Self-harming does not make you “pure”.
And that leads me onto another offensive thing I saw recently — a film that was a hurtful and disgusting portrayal of what people with mental illnesses are like, and portrays self-harm as something that is “pure”. I never wanted to see this film after I’d heard how problematic it was in the first aspect I pointed out, but as I work at a cinema, it’s my job to see all the movies and advise customers — obviously telling them not to waste their money on such a vile film. But what I didn’t expect was to see the villain of the film “spare” a teen girl that had been abused and had obviously self-harmed because she was “pure”. Seeing her self-harm scars were triggering enough, but being told self-harming would save you? I’m still angry about that today. It’s absolutely disgusting.
Self-harming is not a “trend”.
What’s even more disappointing is finding books with side characters who self-harm being dismissed as just doing it as a “trend” or being “attention seekers”. The couple of times I’ve seen self-harm being dismissed this way has honestly made me sick to the stomach. We need to stop portraying characters struggling with self-harm in this way, because it makes readers who might be battling similar things feel as though they don’t matter, and what they’re going through doesn’t matter. Again, this perpetuates the stigma surrounding mental illness and makes it even harder for those battling to seek help. Not to mention, I don’t think I’m being over-demanding in saying that I don’t think books should ever discuss, in detail, what implements self-harming characters are using or how they are doing it. This level of detail can be very triggering, not to mention, people that are at risk of self-harming or relapsing might use this material in the way it wasn’t meant for.

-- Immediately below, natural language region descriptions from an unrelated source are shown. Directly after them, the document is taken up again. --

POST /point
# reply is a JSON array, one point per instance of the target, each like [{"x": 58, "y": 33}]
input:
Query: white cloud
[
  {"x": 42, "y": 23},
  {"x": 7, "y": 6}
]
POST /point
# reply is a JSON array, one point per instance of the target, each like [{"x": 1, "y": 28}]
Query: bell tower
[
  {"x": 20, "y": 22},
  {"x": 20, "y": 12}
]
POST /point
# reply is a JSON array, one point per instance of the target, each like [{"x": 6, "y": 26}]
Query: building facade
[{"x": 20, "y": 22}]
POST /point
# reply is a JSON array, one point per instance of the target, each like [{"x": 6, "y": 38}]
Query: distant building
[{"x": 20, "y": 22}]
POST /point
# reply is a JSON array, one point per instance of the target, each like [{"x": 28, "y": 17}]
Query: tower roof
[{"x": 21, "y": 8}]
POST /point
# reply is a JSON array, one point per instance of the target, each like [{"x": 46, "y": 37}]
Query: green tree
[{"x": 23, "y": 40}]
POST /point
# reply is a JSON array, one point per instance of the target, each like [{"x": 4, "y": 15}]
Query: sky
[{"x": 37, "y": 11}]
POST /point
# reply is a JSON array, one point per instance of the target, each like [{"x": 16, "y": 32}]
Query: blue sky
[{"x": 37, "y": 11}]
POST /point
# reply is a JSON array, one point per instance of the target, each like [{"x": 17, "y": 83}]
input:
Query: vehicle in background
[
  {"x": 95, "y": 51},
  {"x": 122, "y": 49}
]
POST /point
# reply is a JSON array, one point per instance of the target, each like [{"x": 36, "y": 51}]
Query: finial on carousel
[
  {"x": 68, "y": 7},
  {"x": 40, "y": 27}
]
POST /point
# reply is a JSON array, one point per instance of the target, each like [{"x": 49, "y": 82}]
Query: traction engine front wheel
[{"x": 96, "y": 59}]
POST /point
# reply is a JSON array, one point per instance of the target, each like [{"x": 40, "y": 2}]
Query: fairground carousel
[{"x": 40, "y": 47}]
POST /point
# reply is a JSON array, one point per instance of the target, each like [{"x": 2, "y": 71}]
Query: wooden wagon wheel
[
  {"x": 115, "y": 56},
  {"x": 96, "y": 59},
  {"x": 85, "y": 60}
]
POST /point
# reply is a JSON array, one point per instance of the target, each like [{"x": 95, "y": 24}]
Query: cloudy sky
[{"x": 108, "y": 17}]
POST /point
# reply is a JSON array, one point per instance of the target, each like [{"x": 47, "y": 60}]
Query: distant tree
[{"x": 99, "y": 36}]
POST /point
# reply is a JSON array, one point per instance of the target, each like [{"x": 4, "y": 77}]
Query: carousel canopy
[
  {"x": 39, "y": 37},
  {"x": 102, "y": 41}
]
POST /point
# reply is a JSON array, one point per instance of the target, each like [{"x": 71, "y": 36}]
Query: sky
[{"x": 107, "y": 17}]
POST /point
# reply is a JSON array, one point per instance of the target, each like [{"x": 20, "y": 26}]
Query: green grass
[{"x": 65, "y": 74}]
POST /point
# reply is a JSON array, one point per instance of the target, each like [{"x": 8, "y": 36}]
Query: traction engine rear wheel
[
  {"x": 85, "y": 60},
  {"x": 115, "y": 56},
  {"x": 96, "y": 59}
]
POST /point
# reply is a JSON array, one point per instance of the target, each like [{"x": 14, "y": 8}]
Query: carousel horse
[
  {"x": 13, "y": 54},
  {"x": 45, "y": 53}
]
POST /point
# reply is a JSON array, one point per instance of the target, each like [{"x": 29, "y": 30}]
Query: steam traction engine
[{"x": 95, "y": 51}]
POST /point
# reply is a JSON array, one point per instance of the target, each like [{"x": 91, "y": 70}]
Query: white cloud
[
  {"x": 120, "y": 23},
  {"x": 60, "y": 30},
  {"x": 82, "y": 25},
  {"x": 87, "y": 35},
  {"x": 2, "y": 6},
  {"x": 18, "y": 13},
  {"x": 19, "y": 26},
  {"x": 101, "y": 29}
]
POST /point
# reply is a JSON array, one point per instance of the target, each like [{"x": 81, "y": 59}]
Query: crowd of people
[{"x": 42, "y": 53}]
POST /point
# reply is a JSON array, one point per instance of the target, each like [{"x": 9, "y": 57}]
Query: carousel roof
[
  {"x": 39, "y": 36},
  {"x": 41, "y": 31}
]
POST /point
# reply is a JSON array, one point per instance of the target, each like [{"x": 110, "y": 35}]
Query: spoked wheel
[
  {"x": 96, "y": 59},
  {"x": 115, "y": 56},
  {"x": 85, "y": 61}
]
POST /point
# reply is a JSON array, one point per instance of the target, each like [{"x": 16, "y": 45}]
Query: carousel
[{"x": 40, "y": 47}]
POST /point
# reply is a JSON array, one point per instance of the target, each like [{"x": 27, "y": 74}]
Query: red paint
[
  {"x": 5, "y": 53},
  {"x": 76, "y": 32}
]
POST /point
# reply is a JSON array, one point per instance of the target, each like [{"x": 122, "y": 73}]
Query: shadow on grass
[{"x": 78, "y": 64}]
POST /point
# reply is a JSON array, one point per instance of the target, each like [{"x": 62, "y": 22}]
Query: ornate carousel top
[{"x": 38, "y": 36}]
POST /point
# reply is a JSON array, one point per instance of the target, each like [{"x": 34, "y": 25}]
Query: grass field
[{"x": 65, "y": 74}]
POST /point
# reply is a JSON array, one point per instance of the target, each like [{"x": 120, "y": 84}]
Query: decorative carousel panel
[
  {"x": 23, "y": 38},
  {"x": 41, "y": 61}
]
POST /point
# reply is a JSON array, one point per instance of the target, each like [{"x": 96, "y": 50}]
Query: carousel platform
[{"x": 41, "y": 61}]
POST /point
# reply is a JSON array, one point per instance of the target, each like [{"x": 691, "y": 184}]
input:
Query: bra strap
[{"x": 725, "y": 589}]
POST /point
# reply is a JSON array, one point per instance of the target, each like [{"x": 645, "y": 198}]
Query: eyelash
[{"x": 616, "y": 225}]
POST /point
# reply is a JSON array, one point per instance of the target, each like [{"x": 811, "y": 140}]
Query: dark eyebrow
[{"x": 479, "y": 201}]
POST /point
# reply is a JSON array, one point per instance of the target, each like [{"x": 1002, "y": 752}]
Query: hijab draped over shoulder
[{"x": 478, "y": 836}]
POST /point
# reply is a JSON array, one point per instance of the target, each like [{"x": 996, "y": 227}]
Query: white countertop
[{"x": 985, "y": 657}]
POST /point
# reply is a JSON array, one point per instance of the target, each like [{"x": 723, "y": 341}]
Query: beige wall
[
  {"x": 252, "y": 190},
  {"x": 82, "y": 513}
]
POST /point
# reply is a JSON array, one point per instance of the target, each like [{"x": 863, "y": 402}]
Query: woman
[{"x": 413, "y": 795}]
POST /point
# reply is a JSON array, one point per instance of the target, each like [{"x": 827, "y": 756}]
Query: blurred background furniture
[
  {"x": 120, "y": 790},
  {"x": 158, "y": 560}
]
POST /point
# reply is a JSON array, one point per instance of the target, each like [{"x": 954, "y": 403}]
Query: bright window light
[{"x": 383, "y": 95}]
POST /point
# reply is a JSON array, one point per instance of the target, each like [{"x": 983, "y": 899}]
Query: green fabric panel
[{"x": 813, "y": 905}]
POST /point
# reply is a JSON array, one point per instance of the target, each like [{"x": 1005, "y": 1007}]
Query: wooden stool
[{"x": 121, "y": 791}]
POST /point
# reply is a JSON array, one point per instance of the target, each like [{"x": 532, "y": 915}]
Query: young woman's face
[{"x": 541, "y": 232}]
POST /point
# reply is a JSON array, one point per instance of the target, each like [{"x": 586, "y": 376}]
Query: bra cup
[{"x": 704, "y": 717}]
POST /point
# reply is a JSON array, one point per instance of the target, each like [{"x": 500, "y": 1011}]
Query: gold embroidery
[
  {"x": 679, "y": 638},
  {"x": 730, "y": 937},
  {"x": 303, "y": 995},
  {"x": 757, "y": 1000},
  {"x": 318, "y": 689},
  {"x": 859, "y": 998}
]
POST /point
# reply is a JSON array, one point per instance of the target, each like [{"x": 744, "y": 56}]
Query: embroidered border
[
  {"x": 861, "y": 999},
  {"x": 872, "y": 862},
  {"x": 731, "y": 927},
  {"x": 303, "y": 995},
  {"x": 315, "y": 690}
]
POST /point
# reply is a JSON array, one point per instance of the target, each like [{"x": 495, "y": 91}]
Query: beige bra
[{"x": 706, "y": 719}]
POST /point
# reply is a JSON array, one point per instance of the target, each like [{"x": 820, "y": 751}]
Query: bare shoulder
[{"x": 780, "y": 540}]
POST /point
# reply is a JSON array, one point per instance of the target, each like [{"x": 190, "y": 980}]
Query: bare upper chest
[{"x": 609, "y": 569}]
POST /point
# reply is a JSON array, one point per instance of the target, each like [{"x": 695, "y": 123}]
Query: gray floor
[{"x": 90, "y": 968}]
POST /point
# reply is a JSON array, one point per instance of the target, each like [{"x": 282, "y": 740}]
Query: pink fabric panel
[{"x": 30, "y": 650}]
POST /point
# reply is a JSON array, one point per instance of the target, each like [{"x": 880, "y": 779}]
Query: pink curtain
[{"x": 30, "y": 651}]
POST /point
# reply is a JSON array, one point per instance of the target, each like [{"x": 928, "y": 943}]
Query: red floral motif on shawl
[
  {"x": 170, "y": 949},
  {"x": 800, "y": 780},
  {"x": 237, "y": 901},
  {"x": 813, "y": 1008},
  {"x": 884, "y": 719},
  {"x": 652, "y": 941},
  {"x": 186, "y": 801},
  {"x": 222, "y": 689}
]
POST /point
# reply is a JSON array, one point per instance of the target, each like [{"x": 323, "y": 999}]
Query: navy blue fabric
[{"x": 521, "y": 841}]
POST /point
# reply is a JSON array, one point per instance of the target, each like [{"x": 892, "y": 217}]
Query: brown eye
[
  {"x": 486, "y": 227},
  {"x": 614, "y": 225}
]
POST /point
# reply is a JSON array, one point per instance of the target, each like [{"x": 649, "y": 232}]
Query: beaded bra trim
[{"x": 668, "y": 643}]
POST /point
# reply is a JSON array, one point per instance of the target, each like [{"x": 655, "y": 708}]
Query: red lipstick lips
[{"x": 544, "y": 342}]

Ultimately, self-harm is a very tricky topic to discuss as there are so many facets of it and many people have experienced it — or know people who have experienced — it in different ways. It’s impossible to write something about this topic that will cover a wide variety of aspects in depth because I’d be here for hours, and I also think it’s hard to discuss a topic like this without giving anecdotal input. Seeing self-harm romanticised or stated to be a “trend” disgusts me, and I hope the people who produce this content will soon realise that self-harm and mental illness are not things that should be dealt with lightly and that we should be looking out for our vulnerable friends who might be triggered by things like this. Please don’t make art that alludes to self-harm being beautiful and please don’t recommend triggering books without warnings or promote harmful content. Be careful, friends.
If you’re looking for a book to read that talks about self-harm in an honest and raw way, I highly recommend picking up Girl in Pieces. While this novel may be triggering for some, I believe it’s a truthful and real portrayal into the life of a teen girl struggling with mental illness and shows that no matter how dark things seem, there is always someone who loves you.